Pour la dixième année consécutive, le Darlington Raceway accueille le désormais traditionnel Throwback Weekend, cette célébration du passé où les équipes de la Cup Series affublent leurs voitures de livrées vintage, en hommage à l’histoire de la NASCAR.
L’événement est devenu un rendez-vous apprécié des fans, générant une avalanche de produits dérivés – casquettes, t-shirts, diecasts – vendus comme des petits pains. Mais à l’heure où ce concept souffle sa dixième bougie, certains commencent à se demander s’il n’a pas perdu un peu de sa superbe. Et ce ne sont pas que les observateurs extérieurs qui s’interrogent : plusieurs pilotes commencent à remettre en question la pertinence du Throwback tel qu’il existe aujourd’hui.
William Byron, double vainqueur du Daytona 500, n’y va pas par quatre chemins : « Honnêtement, je pense qu’on a fait le tour.
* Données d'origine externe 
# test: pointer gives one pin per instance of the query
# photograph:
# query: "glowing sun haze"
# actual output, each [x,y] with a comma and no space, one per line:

Entre 40 voitures sur la grille, on a couvert la plupart des schémas mythiques. Peut-être qu’il faudrait le faire tous les deux ou trois ans, ou alors sur d’autres circuits. » Byron souligne aussi que d’autres ligues professionnelles comme la NBA ou la NFL alternent ou renouvellent régulièrement leurs initiatives rétro, évitant ainsi l’essoufflement.
Même constat chez Chase Elliott, champion 2020 de la Cup Series : « Pour moi, ça a commencé à perdre de l’intérêt il y a déjà quatre ou cinq ans. Si on continue, on va bientôt faire des throwbacks de 2018. À un moment, il faut savoir s’arrêter. On a usé le concept jusqu’à l’os. »
Sur les 38 voitures engagées pour la Goodyear 400 de ce dimanche, seules 19 arboreront une livrée véritablement rétro. Le phénomène n’est pas nouveau, mais il alimente le débat dans le paddock : faut-il continuer à imposer un événement dont la majorité des équipes ne semble plus vouloir jouer le jeu ?
La réalité, c’est que la décision ne repose pas uniquement sur les épaules des écuries. Toute livrée spéciale doit être validée par le ou les sponsors du véhicule. Et comme l’explique Brad Keselowski, copropriétaire de RFK Racing, ce n’est pas toujours simple : « Ce sont des marques internationales. Elles ont des campagnes bien définies, des objectifs marketing clairs, et très peu de flexibilité. Obtenir leur aval pour une livrée old school, ce n’est pas facile. »
Les plus petites équipes, notamment en Xfinity Series, réussissent souvent mieux à participer au Throwback. Moins exposées, avec des sponsors plus souples ou davantage ancrés dans l’histoire de la NASCAR, elles peuvent se permettre des livrées plus audacieuses. Alex Bowman le souligne : « Les petites équipes sont les meilleures pour ça, elles ont plus de liberté. C’est frustrant de voir des critiques du genre “vous n’avez pas fait d’effort” alors qu’en réalité, c’est un casse-tête d’obtenir un accord avec les sponsors. La marge de manœuvre est de plus en plus réduite. »
Face à ces contraintes et à l’essoufflement évoqué par certains, la question se pose : le Throwback Weekend a-t-il encore sa place ? Pour Joey Logano, la réponse est claire : absolument. « Le Throwback Weekend, c’est notre façon d’honorer les pionniers de notre sport. Ce n’est pas une question de cool ou pas cool. C’est un devoir de mémoire. Sans ce week-end, certains noms tomberaient dans l’oubli. »
Même si certains pilotes commencent à décrocher, d’autres rappellent que ce week-end n’a jamais été conçu pour eux. Kyle Busch est catégorique : « Ce n’est pas pour nous, c’est pour les fans. Et eux, ils adorent. Le retour sur les réseaux est excellent. Voir ces anciennes voitures reprendre vie, ça plaît. »
Alors que le débat fait rage dans les garages, une chose reste incontestable : malgré la lassitude de certains, le Throwback Weekend reste un moment fort pour les passionnés. Peut-être qu’une évolution est nécessaire – espacement, rotation des circuits, nouvelles thématiques – mais en attendant, les fans continuent de répondre présent. Et tant que ce sera le cas, difficile d’imaginer Darlington sans son habit de nostalgie.